TIL about color notes and bracketed cornices. Awesome! Again, we find some non-noun stuff like “made color”, “former tabor”, and “reached via”. We can try playing with POS tagging again to help with that.
Piece of Chunks
This time instead of filtering to noun unigrams, we’re interested in finding noun phrases like “episcopal church” or “watercolor paintings”. Often these will contain adjectives, prepositions, etc. So we will need a mechanism to segment our text that allows us to capture this complexity. NLTK calls this “chunking” and provides a parser that will segment some text for you into labeled chunks according to a regex grammar you provide:
(NounPhrase music/NN stands/NNS)
(NounPhrase chair/NN backs/NNS)
Once we have noun-phrase chunks, we can use these to filter the set of candidate bigrams and perform the same analysis:
Mixed bag — we got rid of “reached via” but our first-pass grammar was too restrictive so we also killed “bracketed cornices”. We should go back and adjust it to allow for adjectives and other intervening tags. This is particularly important as you look at trigrams and longer phrases. The challenge with using POS annotations is the complexity of designing a grammar that will strike a reasonable balance between precision and recall.
Another note of caution about POS taggers is that they tend to work better on longer prose as opposed to short strings from structured form fields, and heavily processing the tokens before using them may reduce their effectiveness. For instance, if you lower-case and remove punctuation before you POS-tag, and the model depends heavily on capitalization and punctuation features, you may get poor results.

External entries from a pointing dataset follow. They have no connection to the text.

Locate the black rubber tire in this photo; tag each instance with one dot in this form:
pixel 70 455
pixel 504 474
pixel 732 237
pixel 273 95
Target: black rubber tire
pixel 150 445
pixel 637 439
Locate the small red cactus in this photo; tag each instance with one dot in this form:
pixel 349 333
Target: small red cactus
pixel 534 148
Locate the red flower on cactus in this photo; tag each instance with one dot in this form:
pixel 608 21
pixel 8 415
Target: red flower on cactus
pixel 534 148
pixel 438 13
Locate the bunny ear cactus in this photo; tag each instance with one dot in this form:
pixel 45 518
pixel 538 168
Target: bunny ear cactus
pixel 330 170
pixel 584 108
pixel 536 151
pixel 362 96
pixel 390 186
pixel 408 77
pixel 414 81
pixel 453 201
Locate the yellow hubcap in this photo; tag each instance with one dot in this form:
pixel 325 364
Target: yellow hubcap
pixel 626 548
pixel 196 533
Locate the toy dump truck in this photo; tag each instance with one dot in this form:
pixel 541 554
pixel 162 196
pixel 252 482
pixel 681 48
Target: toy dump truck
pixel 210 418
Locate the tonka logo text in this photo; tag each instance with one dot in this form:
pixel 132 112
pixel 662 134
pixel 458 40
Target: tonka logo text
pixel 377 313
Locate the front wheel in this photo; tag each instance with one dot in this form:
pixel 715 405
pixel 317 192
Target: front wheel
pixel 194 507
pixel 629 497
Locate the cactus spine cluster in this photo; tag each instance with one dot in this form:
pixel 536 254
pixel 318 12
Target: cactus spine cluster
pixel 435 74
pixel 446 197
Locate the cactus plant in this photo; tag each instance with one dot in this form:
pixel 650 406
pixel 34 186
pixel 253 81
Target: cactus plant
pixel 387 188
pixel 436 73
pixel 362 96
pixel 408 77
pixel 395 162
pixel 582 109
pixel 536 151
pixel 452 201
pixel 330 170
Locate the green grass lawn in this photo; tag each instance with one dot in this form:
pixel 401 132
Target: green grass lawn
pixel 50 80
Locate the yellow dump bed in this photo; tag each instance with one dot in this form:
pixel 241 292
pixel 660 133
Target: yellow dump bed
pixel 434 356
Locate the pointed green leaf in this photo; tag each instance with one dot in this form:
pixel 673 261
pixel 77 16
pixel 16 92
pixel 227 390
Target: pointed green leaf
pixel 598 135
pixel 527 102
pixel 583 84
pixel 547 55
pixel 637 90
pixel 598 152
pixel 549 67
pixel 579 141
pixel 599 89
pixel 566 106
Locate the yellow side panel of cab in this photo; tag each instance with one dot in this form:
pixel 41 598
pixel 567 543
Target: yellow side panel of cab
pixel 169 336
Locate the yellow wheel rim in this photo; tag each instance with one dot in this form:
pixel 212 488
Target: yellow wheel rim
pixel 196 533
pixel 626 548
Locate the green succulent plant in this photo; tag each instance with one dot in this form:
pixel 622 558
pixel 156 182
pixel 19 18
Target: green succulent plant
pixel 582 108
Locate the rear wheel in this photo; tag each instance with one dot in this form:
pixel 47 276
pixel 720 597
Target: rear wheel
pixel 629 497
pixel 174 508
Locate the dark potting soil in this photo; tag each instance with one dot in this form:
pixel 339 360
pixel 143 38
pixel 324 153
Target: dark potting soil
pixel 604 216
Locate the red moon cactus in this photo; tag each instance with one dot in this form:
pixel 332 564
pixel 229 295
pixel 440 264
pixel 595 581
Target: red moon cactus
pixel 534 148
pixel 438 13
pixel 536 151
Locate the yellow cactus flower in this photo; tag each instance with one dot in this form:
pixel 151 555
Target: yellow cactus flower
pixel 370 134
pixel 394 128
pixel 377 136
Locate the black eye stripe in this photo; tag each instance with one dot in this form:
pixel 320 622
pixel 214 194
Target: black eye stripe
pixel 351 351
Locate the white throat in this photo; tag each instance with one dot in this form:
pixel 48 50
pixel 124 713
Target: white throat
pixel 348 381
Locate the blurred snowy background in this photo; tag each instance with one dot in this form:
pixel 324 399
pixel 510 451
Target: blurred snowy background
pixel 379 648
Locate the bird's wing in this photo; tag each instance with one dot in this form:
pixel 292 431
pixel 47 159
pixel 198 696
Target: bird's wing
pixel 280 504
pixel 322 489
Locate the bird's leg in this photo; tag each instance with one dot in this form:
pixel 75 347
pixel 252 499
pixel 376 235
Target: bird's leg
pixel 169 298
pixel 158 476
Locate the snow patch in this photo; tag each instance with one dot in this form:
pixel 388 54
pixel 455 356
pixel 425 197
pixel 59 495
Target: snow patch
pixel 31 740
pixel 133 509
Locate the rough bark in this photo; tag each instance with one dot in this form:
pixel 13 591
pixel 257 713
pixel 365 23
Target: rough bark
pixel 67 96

Trigrams and beyond are left as an exercise to the reader.
Iterating and Evaluating
There’s a lot of painstaking labor involved in any data science task and this is no exception. You’ll probably have to try a bunch of these strategies, and/or combine a few to get reasonable results. There are a ton of hyperparameters we can play with like minimum frequency thresholds, number of terms to keep per document (in the TF-IDF approach), minimum PMI, POS grammars, etc. How do we know if we’re getting anywhere?
First, I would recommend getting a visceral sense for how your corpus changes as you fiddle with the knobs. Looking at the top N in a notebook visualization is not bad, but it also helps to see a more comprehensive changeset. I will often generate a text file and then sort it and use diff:
diff -u unigrams.csv pos_unigrams.csv
@@ -3941,30 +3048,20 @@
Even though we’re using heuristics, we can still leverage supervised techniques to tune our thresholds or evaluate our models. For instance, you could take a small sample of phrases and annotate them with yes/no labels, which indicate whether or not we want to keep the phrases in our final list of suggestions. Then we can use any number of binary classifier metrics to evaluate how we’re doing:
Baseline F1: 0.473684
POS Filtered F1: 0.800000
In this example we’re measuring the F1 score, a metric which combines precision and recall into a single figure between [0, 1], the higher the better. Looks like POS filtering works better than just keeping any terms that appear more than 5 times. Sweet!
Remember if you are tuning hyperparameters, you’ll want to split your data into validation and test sets lest you bias your outcomes.
Of course, if you produce enough training data you could just train a classifier, perhaps using some of the techniques we’ve discussed to prepare your candidates or to generate features.
And naturally, the most effective way to evaluate your suggestions, if you have enough traffic, is to get them in front of users and run an AB experiment, probably measuring some of the metrics we talked about in the first post.